The project consists of the following components:

  • SVSLoader package: Contains the code for loading and managing Whole Slide Images.

  • Processing package: Contains the code for different patch extraction methods and related utilities.

  • Config package: Contains configuration-related files and utilities.

  • Utils package: Contains utility functions used across the project.

  • main.py: The main script to run the patch extraction process.

Setup and Dependencies

To run the project, ensure that you have the following dependencies installed:

  • Python (version 3.8)
  • OpenCV (version X.X.X)
  • Numpy (version X.X.X)
  • PIL (version X.X.X)
  • BeautifulSoup4 (version X.X.X)


  1. Set up the project by cloning the repository and installing the required dependencies.

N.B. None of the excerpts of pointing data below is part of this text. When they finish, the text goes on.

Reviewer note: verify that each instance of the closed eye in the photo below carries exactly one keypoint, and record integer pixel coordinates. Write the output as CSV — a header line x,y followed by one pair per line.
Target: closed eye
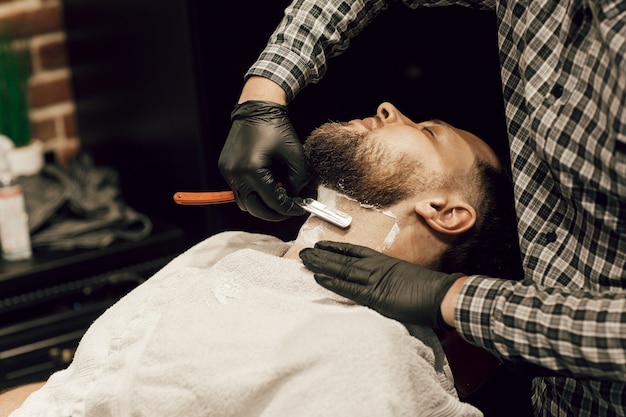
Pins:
x,y
430,132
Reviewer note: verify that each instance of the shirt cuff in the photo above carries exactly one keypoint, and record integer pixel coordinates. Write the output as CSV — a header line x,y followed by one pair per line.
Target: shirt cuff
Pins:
x,y
284,67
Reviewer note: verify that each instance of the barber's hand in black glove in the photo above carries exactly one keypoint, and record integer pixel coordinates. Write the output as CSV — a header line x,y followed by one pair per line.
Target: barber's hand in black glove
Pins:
x,y
397,289
261,149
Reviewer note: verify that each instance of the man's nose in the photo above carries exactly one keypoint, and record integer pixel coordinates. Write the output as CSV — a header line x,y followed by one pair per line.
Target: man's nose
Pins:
x,y
388,113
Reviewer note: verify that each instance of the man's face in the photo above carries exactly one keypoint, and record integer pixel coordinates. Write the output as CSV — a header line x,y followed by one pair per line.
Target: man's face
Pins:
x,y
383,159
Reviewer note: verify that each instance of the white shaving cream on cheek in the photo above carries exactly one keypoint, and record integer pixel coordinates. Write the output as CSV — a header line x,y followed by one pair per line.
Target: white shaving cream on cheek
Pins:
x,y
309,234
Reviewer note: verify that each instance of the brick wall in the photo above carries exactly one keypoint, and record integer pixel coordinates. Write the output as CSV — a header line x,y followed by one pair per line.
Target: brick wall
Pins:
x,y
52,112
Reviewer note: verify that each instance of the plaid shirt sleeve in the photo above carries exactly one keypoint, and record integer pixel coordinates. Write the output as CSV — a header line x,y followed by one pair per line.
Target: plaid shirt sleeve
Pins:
x,y
312,32
563,70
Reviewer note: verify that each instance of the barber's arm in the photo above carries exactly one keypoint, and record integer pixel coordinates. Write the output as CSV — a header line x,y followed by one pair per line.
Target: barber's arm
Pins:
x,y
397,289
261,150
543,331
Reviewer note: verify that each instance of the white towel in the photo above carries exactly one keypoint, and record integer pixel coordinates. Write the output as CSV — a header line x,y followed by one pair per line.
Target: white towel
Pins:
x,y
227,332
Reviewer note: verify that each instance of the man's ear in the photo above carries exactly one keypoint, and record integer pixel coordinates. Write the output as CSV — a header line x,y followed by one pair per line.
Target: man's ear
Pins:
x,y
451,215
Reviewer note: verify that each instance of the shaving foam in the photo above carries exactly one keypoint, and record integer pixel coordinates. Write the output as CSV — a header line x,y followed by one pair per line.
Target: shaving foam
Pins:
x,y
393,233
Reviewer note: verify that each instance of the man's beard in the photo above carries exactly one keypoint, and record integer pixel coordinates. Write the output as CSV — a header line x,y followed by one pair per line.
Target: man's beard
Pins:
x,y
360,166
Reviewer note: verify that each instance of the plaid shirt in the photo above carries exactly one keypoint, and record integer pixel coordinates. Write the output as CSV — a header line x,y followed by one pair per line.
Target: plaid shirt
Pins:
x,y
564,81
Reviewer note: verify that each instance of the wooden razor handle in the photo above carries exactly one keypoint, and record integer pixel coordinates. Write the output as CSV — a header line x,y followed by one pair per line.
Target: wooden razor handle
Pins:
x,y
202,198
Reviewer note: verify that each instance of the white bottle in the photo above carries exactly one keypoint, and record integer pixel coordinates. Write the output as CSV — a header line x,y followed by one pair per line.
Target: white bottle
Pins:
x,y
14,234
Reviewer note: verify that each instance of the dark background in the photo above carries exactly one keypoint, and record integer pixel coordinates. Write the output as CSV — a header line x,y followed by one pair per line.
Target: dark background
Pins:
x,y
155,82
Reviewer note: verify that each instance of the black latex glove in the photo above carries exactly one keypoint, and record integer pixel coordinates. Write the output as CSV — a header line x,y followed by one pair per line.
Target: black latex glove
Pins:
x,y
261,149
397,289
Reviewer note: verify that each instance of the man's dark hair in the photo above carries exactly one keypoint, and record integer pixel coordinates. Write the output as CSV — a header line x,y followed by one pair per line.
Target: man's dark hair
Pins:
x,y
491,247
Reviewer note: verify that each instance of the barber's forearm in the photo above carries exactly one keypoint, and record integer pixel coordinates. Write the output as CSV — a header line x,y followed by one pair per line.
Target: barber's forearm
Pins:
x,y
449,301
259,88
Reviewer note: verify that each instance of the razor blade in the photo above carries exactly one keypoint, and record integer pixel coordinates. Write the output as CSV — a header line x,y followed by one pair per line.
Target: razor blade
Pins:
x,y
331,215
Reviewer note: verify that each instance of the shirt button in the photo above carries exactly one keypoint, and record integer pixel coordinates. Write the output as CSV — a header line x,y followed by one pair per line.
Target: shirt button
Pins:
x,y
557,91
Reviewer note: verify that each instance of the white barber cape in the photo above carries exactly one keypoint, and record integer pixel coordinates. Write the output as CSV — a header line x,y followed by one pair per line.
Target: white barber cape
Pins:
x,y
229,328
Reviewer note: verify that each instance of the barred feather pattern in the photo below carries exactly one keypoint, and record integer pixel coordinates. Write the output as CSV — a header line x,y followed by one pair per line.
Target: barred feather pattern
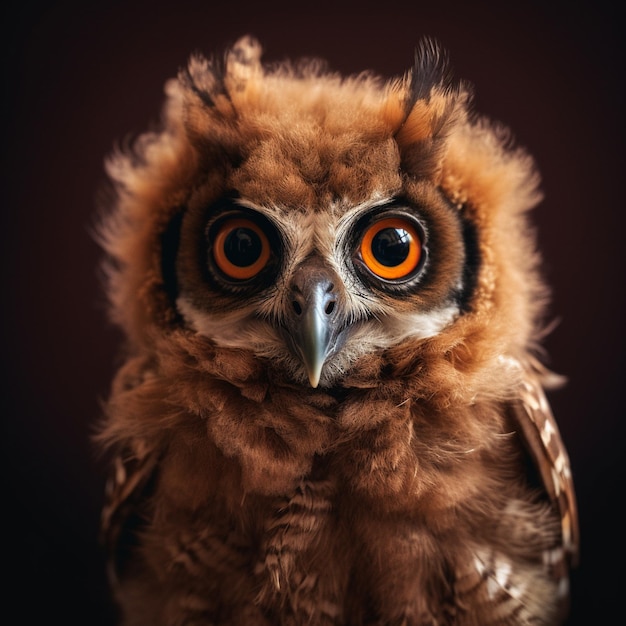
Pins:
x,y
292,533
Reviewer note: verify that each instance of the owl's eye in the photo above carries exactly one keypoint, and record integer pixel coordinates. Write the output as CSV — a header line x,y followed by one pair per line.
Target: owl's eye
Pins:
x,y
241,249
391,248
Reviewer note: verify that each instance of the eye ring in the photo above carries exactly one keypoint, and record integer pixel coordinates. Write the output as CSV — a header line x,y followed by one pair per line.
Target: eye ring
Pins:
x,y
241,249
391,248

  2. Prepare the Whole Slide Images (WSI) and associated files:

    • Place the WSI files in the designated directory.
    • Ensure the associated annotation files match the specified pattern.
  3. Configure the extraction settings:

    • Update the configuration file (config.yaml) in the Config directory according to your needs.
    • Adjust the extraction module, patches directory, patch size, scaling factor, and other parameters as required.
  4. Run the patch extraction process:

    • Open a terminal and navigate to the project directory.

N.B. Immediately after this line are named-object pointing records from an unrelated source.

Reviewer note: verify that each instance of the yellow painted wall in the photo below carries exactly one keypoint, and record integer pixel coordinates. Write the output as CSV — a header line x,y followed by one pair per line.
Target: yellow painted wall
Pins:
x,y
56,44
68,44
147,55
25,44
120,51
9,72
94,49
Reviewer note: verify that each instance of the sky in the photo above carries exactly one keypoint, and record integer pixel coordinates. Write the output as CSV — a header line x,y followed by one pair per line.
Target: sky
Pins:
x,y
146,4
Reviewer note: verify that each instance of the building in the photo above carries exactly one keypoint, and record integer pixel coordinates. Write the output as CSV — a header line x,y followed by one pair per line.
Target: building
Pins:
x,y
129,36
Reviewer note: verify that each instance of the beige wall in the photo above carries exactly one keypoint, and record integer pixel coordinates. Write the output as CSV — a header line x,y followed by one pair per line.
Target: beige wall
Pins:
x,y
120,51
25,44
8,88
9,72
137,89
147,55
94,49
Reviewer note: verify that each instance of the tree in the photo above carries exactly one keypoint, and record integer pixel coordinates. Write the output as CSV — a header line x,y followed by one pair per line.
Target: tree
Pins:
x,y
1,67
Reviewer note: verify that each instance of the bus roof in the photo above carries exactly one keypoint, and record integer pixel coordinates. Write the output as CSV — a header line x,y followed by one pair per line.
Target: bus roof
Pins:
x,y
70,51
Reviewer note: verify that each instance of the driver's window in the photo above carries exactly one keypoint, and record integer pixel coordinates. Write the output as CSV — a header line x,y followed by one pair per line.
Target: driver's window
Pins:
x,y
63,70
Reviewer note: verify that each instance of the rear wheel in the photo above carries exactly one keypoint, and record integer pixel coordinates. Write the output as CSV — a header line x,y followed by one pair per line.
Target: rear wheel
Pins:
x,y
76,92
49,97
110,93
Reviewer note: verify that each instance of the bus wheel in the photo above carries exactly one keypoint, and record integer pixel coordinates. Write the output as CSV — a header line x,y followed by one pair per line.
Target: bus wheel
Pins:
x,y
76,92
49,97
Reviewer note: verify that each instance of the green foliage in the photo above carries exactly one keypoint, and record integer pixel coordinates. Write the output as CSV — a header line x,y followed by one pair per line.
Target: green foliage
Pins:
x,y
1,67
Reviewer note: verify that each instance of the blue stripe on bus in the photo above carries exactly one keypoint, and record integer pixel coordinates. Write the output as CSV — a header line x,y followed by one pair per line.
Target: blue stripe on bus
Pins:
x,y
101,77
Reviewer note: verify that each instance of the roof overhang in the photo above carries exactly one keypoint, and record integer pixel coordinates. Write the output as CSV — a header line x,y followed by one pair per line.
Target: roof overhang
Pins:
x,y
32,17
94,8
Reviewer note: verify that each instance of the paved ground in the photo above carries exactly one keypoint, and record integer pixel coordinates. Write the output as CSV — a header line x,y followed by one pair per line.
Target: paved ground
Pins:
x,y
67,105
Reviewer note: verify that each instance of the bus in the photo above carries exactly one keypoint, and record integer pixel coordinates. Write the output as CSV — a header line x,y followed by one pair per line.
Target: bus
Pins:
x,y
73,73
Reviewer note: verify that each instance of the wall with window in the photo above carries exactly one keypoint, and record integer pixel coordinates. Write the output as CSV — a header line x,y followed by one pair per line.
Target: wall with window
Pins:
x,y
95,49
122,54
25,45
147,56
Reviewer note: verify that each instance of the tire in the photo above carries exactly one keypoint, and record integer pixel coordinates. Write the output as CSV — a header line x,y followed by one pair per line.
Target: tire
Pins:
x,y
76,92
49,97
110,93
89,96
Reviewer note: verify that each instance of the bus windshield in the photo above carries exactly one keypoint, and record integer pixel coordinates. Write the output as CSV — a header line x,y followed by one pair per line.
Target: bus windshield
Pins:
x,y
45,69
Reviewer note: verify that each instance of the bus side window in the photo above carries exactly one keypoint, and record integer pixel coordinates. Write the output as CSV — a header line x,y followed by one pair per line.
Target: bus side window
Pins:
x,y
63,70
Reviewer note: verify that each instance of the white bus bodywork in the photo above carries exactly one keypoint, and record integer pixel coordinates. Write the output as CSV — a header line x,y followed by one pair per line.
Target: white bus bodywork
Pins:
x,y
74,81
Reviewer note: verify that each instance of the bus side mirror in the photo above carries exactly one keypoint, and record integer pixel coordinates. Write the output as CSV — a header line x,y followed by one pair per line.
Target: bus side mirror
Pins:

    • Execute the main script using the following command:

      python main.py -c config/config.yaml

      Make sure to provide the correct path to the configuration file.

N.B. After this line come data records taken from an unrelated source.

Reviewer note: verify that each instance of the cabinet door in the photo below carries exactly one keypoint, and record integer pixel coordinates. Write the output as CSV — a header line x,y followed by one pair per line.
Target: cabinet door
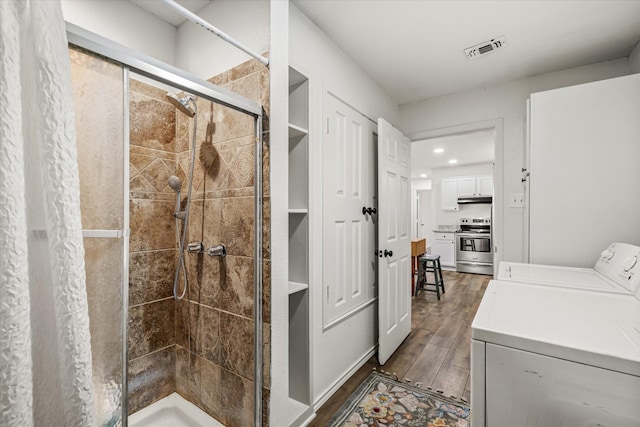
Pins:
x,y
449,194
467,186
484,186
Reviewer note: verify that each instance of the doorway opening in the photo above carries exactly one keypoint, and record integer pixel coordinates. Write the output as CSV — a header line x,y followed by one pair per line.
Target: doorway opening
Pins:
x,y
453,177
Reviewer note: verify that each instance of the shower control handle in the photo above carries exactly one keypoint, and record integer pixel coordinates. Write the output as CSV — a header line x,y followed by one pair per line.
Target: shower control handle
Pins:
x,y
195,247
219,250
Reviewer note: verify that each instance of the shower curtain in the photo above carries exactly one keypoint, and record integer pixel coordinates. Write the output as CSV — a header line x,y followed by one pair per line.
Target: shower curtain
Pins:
x,y
45,348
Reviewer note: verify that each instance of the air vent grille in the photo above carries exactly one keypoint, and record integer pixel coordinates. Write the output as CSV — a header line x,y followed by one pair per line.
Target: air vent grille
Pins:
x,y
485,48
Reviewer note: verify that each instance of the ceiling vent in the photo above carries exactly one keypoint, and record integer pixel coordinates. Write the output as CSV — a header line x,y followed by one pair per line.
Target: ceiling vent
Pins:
x,y
485,48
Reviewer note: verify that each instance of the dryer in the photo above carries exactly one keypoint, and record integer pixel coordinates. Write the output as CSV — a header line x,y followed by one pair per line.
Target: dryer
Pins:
x,y
617,270
555,356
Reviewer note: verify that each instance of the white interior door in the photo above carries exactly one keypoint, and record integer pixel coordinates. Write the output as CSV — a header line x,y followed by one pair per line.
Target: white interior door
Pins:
x,y
348,233
394,239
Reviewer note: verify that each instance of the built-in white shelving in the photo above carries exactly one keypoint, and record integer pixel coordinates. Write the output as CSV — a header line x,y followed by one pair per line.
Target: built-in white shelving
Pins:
x,y
297,287
299,352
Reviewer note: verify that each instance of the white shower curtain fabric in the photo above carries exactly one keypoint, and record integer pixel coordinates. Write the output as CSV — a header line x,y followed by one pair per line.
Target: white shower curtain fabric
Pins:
x,y
45,346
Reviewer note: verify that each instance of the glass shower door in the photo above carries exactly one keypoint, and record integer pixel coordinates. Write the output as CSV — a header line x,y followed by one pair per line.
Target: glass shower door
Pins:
x,y
99,93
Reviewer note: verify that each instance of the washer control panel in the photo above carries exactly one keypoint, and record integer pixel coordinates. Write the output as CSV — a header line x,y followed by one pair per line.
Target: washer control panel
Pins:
x,y
620,262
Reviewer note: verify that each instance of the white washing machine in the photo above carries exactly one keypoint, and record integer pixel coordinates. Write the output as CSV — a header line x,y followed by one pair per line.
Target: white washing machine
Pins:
x,y
559,346
554,356
614,271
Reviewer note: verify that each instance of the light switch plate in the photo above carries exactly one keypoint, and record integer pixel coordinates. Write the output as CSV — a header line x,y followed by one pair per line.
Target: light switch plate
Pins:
x,y
516,200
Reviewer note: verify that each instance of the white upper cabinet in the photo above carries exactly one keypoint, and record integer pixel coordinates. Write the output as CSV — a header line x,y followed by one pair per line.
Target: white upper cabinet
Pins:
x,y
484,186
464,186
467,186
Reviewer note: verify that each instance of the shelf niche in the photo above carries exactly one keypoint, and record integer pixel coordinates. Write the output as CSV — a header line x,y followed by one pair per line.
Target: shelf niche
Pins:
x,y
298,283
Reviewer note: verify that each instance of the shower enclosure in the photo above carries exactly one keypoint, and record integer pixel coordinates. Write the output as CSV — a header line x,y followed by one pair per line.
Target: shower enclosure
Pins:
x,y
145,168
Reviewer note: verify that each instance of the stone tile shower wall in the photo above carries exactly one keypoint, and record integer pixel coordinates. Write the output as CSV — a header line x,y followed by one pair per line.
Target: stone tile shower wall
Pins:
x,y
214,324
153,247
201,347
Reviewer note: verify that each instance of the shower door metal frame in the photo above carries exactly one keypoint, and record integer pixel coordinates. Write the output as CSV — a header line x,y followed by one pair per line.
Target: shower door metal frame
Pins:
x,y
181,80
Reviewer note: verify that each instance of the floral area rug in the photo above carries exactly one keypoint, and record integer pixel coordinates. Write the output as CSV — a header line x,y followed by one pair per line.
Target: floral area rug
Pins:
x,y
383,401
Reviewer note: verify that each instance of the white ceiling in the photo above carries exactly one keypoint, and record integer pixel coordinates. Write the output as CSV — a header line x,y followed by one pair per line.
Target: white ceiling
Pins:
x,y
415,49
168,14
470,148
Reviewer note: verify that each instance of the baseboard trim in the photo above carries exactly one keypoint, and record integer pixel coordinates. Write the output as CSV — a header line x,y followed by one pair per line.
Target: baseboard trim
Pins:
x,y
343,379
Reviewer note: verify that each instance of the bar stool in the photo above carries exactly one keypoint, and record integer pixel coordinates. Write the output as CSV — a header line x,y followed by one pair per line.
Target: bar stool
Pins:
x,y
429,264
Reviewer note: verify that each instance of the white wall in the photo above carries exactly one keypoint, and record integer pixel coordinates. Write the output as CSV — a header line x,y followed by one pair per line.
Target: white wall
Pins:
x,y
634,59
508,102
205,55
125,23
312,49
340,349
279,218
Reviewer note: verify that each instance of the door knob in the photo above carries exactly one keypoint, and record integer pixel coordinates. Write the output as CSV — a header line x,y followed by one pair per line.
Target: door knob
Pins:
x,y
370,211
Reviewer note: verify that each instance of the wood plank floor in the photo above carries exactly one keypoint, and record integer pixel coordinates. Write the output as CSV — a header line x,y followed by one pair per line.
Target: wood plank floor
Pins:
x,y
437,352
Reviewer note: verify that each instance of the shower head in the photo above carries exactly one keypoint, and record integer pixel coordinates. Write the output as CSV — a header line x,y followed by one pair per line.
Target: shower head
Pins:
x,y
182,104
174,183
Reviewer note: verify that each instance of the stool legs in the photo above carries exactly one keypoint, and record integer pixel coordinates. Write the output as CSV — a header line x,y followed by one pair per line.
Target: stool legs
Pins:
x,y
433,266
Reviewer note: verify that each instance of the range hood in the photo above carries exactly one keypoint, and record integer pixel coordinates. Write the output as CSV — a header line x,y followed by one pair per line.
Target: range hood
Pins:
x,y
466,200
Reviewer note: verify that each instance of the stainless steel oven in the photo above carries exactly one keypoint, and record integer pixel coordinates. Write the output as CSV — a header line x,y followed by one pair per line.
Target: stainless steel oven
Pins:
x,y
473,246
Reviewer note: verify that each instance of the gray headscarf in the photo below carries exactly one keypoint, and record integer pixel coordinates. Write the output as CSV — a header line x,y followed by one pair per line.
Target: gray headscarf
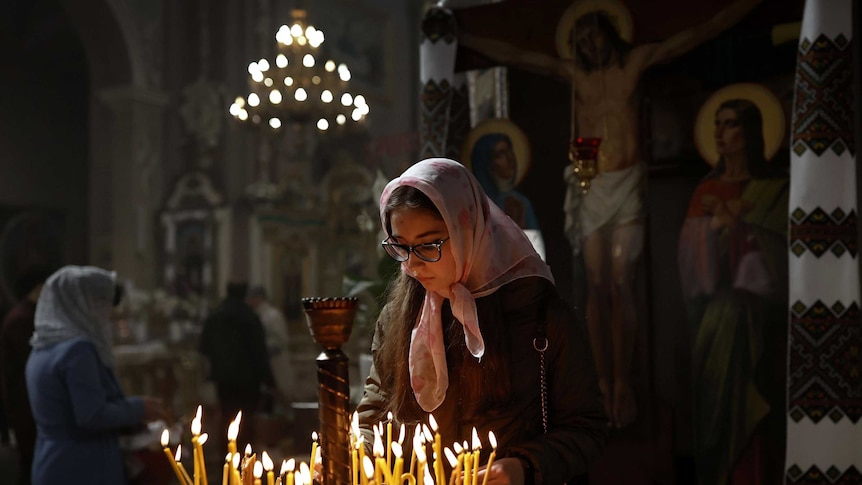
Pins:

  5. Monitor the progress and results:

    • The patch extraction process will start, and the progress will be displayed in the console.
    • Extracted patches will be saved in the specified directory.


The config.yaml file in the Config directory allows you to customize the patch extraction process. It includes the following sections:

Whole Slide Image loader configuration

  • WSL_DATA_DIR: The directory path where the WSI files are located.
  • ASSOCIATED_FILE_PATTERN: The regular expression pattern used to load the associated annotation files.

Patch Extraction Configuration

  • EXTRACTION_MODULE: The name of the patch extraction module to be used.
  • PATCHES_DIR: The directory path where the extracted patches will be saved.
  • PATCH_SIZE: The size of the patches to be extracted, specified as [width, height].
  • SCALING_FACTOR: The scaling factor applied to the patch size for improved resolution.
  • USE_CIR_MASK: A boolean value indicating whether to use a circular mask for the patches.
  • CONTEXT_MASK_RADIUS: The radius of the circular mask applied to the patches.


Contributions to this project are welcome. You can contribute by:

  • Reporting issues or bugs.
  • Suggesting new features or enhancements.
  • Submitting pull requests to fix issues, add features, or improve the code.

Please refer to the Contributing Guidelines for more information.


This project is licensed under the MIT License.